Locking is a concurrency primitive, usually allowing shared/read locking and exclusive/write locking.

Linux allows you to take locks on files.

There's the POSIX lockf(3) file locks, which let you lock a specific range of a file, but have various pitfalls.

There's BSD flock(2) file locks, which have per-file-descriptor rather than per-process locks, but don't allow locking a file range.

There's also the new (since Linux 3.15) Linux-specific F_OFD_{SETLK,SETLKW,GETLK} fcntl(2) commands, which are file-descriptor bound and offer file ranges.

I'm only interested in the file-descriptor bound locks, and to keep that simple I'm not going to use file ranges, so we're going to discuss flock(2) and flock(1).

For the sake of conciseness, I will be using python and shell for examples, rather than using the C api directly.

Taking locks

The basic principle is that, since it's a file-descriptor bound lock, you need to open the file, then use the locking call on the file descriptor.

The following programs can be used to atomically generate unique IDs.
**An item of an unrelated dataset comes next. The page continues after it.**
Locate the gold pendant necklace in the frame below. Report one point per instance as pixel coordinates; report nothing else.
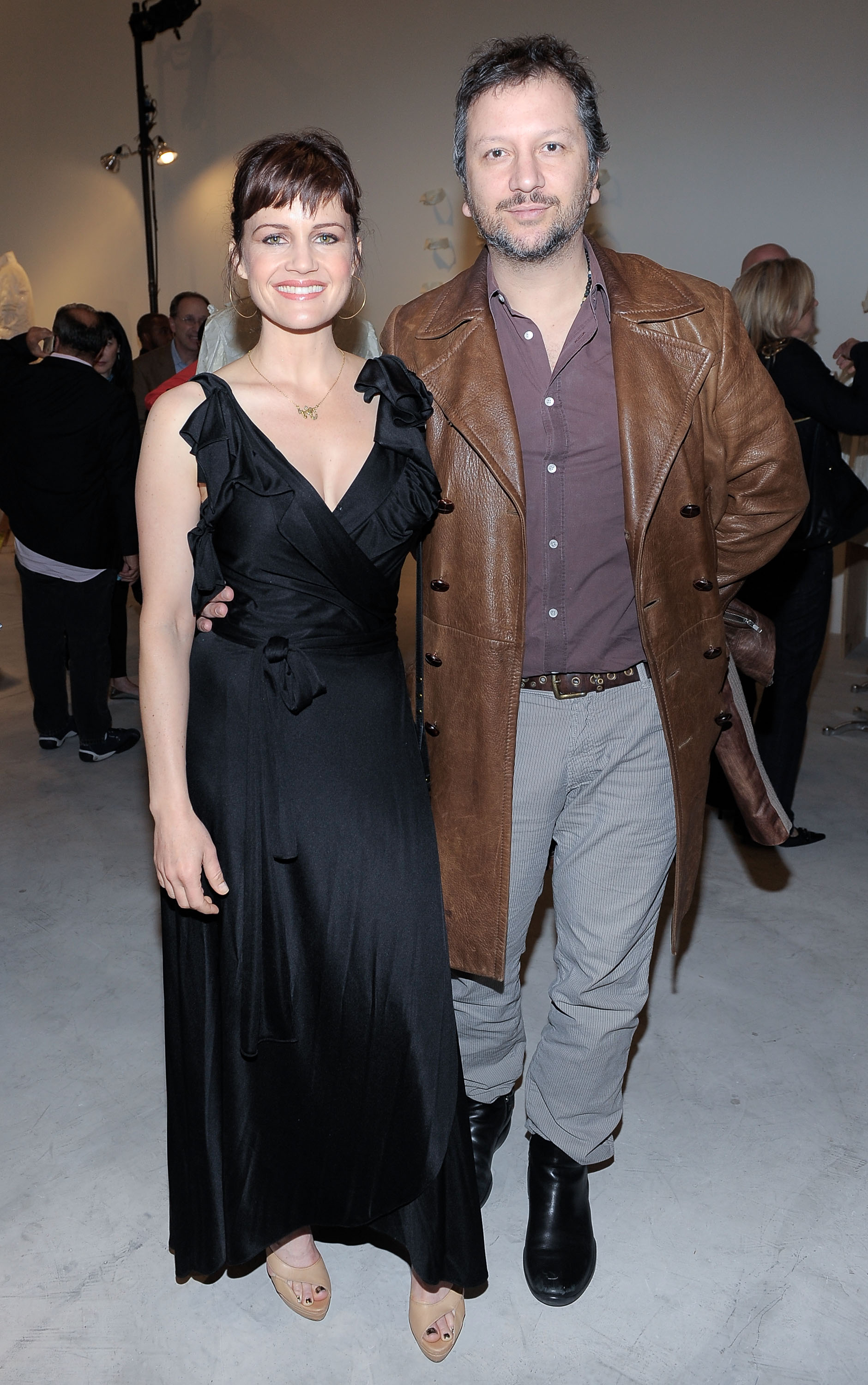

They will wait for any other programs that may be using the file to finish before reading, updating and writing to it.

#/bin/sh
LOCKFILE="$1"
shift
exec 100<>"$LOCKFILE" # open file descriptor for read-write
flock 100
read -u 100 num
printf '%d\n' "$num"
num="$(expr "$num" + 1)"
# Need to re-open to be able to write to the beginning
printf '%d\n' "$num" >/proc/self/fd/100

The logic is similar in python, but without having to shell out to flock(1).

#!/usr/bin/python
import sys
from fcntl import flock, LOCK_EX, LOCK_SH, LOCK_UN
lockfile = sys.argv[1]
with open(lockfile, 'rw') as f:
    flock(f.fileno(), LOCK_EX)
    num = int(f.read())
    print(num)
    num += 1
    f.seek(0)
    f.write('%d\n' % num)

Releasing locks

File descriptor locks are released when every reference to the file descriptor is closed, or explicitly with flock(fd, LOCK_UN).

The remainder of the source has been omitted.